On the way back to the hotel, I wondered how anyone could become accustomed to living in such starkly contrasting conditions: on the one hand so bleak and dismal, and the other so opulent and magnificent. I knew I could never drive through streets with children clothed in tatters, who foraged for food in mounds of garbage, to a magnificent home with servants, and copious, gourmet food.

10 comments

  1. Anonymous // March 19, 2009 at 4:34 PM  

    WOW. What a powerful post. How very sad the conditions these people live in. I understand the conflict in your head though. I don't know how I could live in such wealth when right outside my wall is such poverty. But maybe those inside the wall have gotten used to seeing the poor, have become desensitized to them.

    I would be interested in hearing the story from "inside the walls", their viewpoint on their country.

    These have been insightful reports. Thanks!

  2. Mary Ricksen // March 19, 2009 at 4:36 PM  

    It just doesn't seem right does it.
    I can understand the feeling just short of disgust that it must have
    given you to see all that opulence amidst the poverty.
    If I could change the world...

  3. Jianne Carlo // March 19, 2009 at 5:30 PM  

    Thanks for your comments, Mary and Cyndi. The worst and best parts are still to come, and I will end the trip to Guyana with part 4.

    Jianne

  4. Scarlet Pumpernickel // March 19, 2009 at 5:57 PM  

    What a wonderful descriptive blog! I could see the kites and hear the people! Thanks for sharing!

    Scarlet

  5. Mona Risk // March 19, 2009 at 6:11 PM  

    Jianne, what you describe here happen in every country of the third world in Asia, Africa and South America. Unfortunately, that's the way the world is going. The rich get richer, and the poor get poorer. Even here inthe US if we watch the daily news and scandals. Have you seen the movie, Slumboy Millionaire? If you have a weak heart don't go.

  6. Liz Jasper // March 19, 2009 at 6:32 PM  

    Love the idea of volunteers doing all that community work. Nice image.

  7. Edie Ramer // March 19, 2009 at 8:20 PM  

    Jianne, this left me feeling emotional. The picture you painted of poverty in heartbreaking, especially when compared to the opulence.

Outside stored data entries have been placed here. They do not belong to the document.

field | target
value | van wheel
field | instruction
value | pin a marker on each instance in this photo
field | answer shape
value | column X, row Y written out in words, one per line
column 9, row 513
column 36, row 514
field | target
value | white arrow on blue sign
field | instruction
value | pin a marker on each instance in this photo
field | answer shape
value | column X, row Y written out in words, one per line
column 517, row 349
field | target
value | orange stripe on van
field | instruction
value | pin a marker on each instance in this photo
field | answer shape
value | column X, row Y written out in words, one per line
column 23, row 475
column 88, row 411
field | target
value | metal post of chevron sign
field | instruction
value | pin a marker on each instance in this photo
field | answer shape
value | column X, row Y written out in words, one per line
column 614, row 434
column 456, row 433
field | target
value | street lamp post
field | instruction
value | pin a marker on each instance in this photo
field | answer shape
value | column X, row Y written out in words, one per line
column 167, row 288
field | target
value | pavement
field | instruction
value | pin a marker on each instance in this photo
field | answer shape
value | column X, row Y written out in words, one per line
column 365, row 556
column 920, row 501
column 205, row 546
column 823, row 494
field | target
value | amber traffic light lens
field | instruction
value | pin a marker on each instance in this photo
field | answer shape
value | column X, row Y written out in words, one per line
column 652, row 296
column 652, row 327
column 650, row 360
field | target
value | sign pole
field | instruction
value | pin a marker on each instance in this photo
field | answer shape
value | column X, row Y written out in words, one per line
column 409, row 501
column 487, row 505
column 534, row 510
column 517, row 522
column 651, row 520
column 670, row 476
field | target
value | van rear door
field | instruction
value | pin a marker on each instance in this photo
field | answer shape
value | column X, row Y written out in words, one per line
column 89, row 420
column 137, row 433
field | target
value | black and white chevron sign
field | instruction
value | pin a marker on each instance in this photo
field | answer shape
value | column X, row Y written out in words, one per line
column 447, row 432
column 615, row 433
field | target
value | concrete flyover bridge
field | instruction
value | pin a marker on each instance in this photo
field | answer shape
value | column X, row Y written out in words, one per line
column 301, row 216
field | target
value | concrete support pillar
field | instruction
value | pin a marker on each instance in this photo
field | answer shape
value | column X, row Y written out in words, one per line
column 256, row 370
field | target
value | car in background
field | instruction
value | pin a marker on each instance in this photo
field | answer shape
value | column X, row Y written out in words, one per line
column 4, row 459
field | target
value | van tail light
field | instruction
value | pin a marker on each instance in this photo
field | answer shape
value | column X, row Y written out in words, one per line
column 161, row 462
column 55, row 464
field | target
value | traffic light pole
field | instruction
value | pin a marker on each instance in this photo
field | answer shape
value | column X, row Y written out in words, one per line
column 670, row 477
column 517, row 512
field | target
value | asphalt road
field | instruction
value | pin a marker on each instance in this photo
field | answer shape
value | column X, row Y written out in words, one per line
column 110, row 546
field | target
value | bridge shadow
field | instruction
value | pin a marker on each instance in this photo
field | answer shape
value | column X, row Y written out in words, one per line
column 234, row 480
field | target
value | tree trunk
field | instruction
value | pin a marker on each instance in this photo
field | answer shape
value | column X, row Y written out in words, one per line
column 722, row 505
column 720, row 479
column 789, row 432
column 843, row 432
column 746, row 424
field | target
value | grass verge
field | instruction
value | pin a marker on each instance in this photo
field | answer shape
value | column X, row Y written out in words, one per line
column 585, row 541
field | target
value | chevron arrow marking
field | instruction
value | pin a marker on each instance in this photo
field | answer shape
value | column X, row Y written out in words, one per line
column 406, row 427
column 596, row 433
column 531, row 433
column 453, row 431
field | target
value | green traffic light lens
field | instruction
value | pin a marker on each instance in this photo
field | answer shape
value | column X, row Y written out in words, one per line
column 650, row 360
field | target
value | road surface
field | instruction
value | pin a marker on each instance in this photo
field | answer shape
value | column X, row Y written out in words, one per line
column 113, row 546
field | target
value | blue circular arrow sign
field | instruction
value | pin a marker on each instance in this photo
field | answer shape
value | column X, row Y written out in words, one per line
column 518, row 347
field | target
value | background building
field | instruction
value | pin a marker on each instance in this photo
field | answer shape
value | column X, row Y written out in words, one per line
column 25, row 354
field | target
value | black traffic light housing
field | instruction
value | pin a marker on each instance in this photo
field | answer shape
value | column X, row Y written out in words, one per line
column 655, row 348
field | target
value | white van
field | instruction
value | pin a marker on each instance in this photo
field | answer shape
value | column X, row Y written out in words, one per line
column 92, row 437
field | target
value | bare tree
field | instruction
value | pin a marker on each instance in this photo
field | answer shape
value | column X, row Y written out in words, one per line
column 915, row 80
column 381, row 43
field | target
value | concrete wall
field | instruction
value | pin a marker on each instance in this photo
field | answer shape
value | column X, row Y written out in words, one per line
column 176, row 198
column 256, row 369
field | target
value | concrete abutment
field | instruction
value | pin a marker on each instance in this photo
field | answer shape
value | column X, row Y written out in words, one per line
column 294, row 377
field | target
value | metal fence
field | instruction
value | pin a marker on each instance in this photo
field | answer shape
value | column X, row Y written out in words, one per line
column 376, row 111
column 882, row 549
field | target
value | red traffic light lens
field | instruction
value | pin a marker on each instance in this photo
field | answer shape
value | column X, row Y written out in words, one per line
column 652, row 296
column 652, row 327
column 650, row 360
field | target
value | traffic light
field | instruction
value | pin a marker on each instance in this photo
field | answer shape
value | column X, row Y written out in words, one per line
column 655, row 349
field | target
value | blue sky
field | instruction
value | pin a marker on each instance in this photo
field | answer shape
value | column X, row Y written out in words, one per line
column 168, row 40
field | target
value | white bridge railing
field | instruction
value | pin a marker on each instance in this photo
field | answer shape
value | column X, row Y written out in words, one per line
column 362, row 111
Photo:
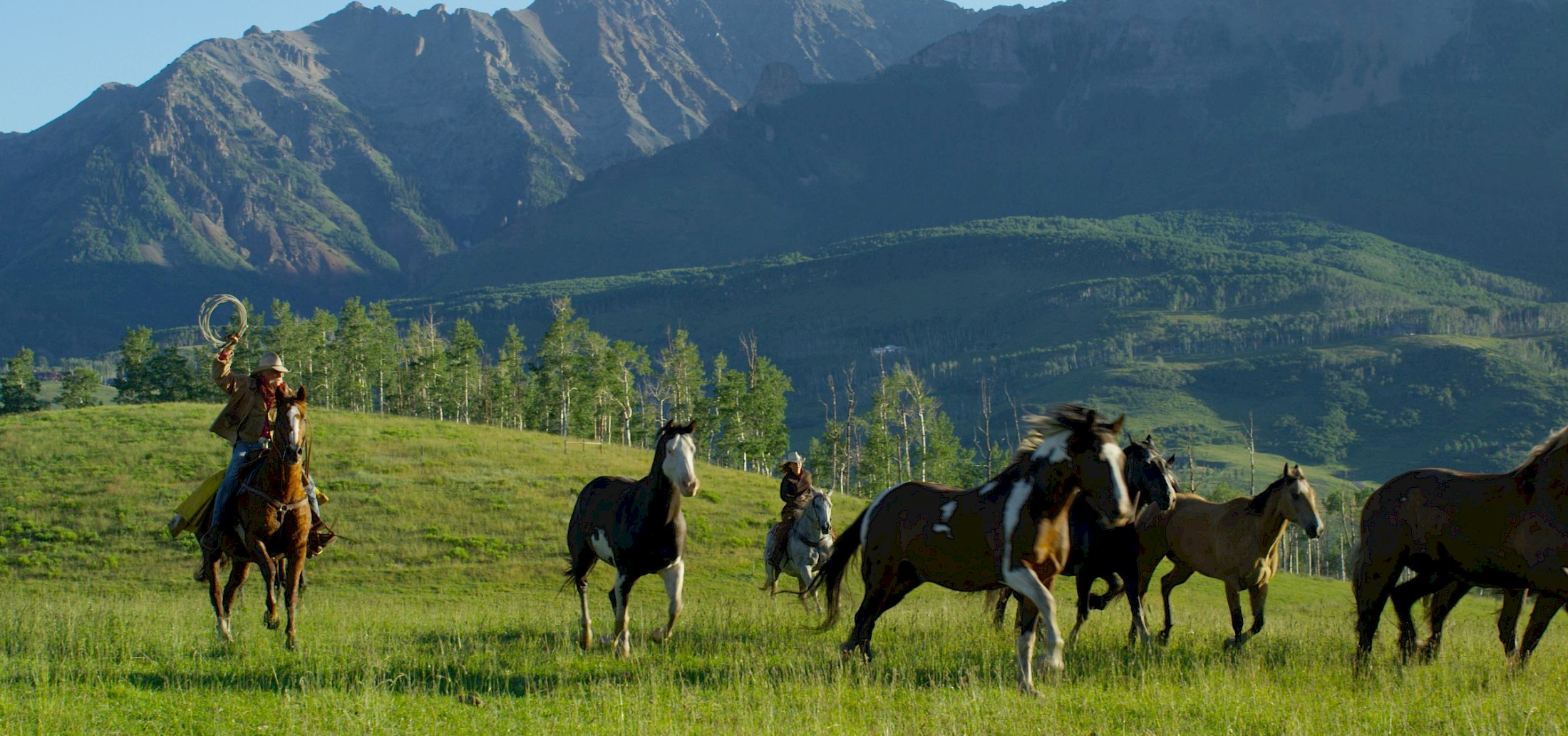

  8. Mary Marvella // March 19, 2009 at 10:11 PM  

    Jianne, that post held so much joy and sadness. What a beautiful job of making us aware. I won't soon forget this one.

    MORE!

  9. Josie // March 20, 2009 at 8:51 AM  

    Jianne,
    I have followed your posts on this from the beginning. Poignant and powerful, and so insightful. Thank you for sharing.

  10. Terry Odell // March 20, 2009 at 10:43 AM  

    Wonderful post. We traveled to South Africa and the contrasts there are heart-gripping. On our excursion from our hotel in Victoria Falls to the Chobe game park (which is in another country, albeit only about an hour away), our driver planned to shop for things like rice and cooking oil -- because these were products not avialable in the local shops. Not banned or anything, just 'out of stock'.

    Seeing billboards encouraging safe sex and saying things like, "real men don't hit their women" makes you reassess what we have here.